The adversarial approach also places the victimizer against his or her community. As we see it, this goes against the very essence of the healing process. For us, healing (breaking the cycle) is based on (1) the victimizer taking full responsibility for his/her actions, (2) the victim understanding and integrating this into day-to-day living, and (3) the COMMUNITY being able to support, assist, and/or hold accountable all the parties of the victimization. Until this can happen, and as long as incarceration is seen as the solution, the community will not be a safe place.
We do not see our present position on incarceration as either "an easy way out" for the victimizer, or as the victimizer "getting away". We see it rather as establishing a very clear line of accountability between the victimizer and his or her community. What follows from that line is a process that we believe is not only much more difficult for the victimizer, but also much more likely to heal the victimization than doing time in jail could ever be.
Our children and the community can no longer afford the price the legal system is extracting in its attempts to provide justice in our community. We can no longer talk about punishment and deterrence. We have to talk about BREAKING THE CYCLE - NOW! We see this as clearly the responsibility of the community rather than of the legal system.
...We have begun to break the cycle of violence and abuse in our community, but the issue of a safe place (1) to disclose, and (2) to take responsibility is in a delicate balance. Incarceration is only appropriate [in these cases of serious violence - ed.note] if a victimizer is unwilling or unable to take responsibility for his or her behaviour, and/or the community cannot hold accountable and offer support to all parties of the victimization. Without these, the healing process cannot begin. Incarceration, however, will never be an ingredient in the HEALING of ourselves or our community."
How the Compendium Is Organized
As the previous chapter on the meaning of "satisfying justice" indicated, The Church Council faced quite a dilemma and challenge in organizing the compendium. We wanted to present the individual entries for the compendium in an order that could provide a helpful listing that does justice to all of them despite the fact that we found ourselves, in view of the complexity of the issues, with a diverse array of criteria and initiatives.
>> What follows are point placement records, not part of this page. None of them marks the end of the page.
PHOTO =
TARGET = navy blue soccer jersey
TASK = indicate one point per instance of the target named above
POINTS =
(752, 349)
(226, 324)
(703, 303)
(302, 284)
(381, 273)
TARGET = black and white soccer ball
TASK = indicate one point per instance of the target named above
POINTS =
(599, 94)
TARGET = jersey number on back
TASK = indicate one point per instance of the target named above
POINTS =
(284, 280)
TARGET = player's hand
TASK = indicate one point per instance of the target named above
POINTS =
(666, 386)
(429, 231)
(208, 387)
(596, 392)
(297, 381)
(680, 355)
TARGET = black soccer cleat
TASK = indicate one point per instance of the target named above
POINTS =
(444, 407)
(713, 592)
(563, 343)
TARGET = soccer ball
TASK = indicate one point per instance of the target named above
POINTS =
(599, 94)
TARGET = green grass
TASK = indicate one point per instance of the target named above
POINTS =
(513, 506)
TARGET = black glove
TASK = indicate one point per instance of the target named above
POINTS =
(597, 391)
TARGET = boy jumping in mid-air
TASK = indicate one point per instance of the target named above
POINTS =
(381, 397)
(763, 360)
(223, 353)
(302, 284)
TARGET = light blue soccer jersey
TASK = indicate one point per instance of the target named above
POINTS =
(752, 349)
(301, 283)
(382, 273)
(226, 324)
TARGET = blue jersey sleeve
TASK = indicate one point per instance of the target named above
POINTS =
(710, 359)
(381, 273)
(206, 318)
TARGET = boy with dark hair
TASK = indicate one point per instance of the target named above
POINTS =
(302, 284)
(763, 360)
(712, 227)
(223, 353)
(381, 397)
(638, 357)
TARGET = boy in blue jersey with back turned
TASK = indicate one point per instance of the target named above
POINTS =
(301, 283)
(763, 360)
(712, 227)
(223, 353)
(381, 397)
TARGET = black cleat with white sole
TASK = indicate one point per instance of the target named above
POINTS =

It became important to highlight the features of various initiatives that offer some elements relevant to a strategy for reducing prison populations in the future, while recognizing that other equally relevant features may still be absent. Based on our analysis, this has meant that we have considered not only to what extent an initiative is presently reducing the use of imprisonment, but also whether it addresses related safety and bio-socio-economic intervention needs, as well as whether it also addresses what we are calling "justice" needs: does it have a reparative orientation for victim and community, does it attend to related social, emotional and practical repercussions for others affected by the events, does it provide an opportunity to experience "satisfying justice"?
Accordingly, the sample initiatives listed have been organized into four sections, for which they have been selected on the basis of the following guidelines:
- A selection of initiatives that attempt to repair harm from crime, attend to related needs and avoid or significantly reduce the use of custody.
- A selection of initiatives that attempt to repair harm from crime and attend to related needs, with some implications for the reduced use or length of custody.
- A selection of initiatives that attempt to avoid the use of custody, with or without some reparative elements.
- A selection of initiatives that attempt to reduce the length of custody by alleviating the enforcement of imprisonment.
As well, we thought it would be helpful for readers looking for programs, initiatives and cases relevant to their field of work or interest to provide an appendix in the compendium where we group many entries according to type of offence or group served by a program.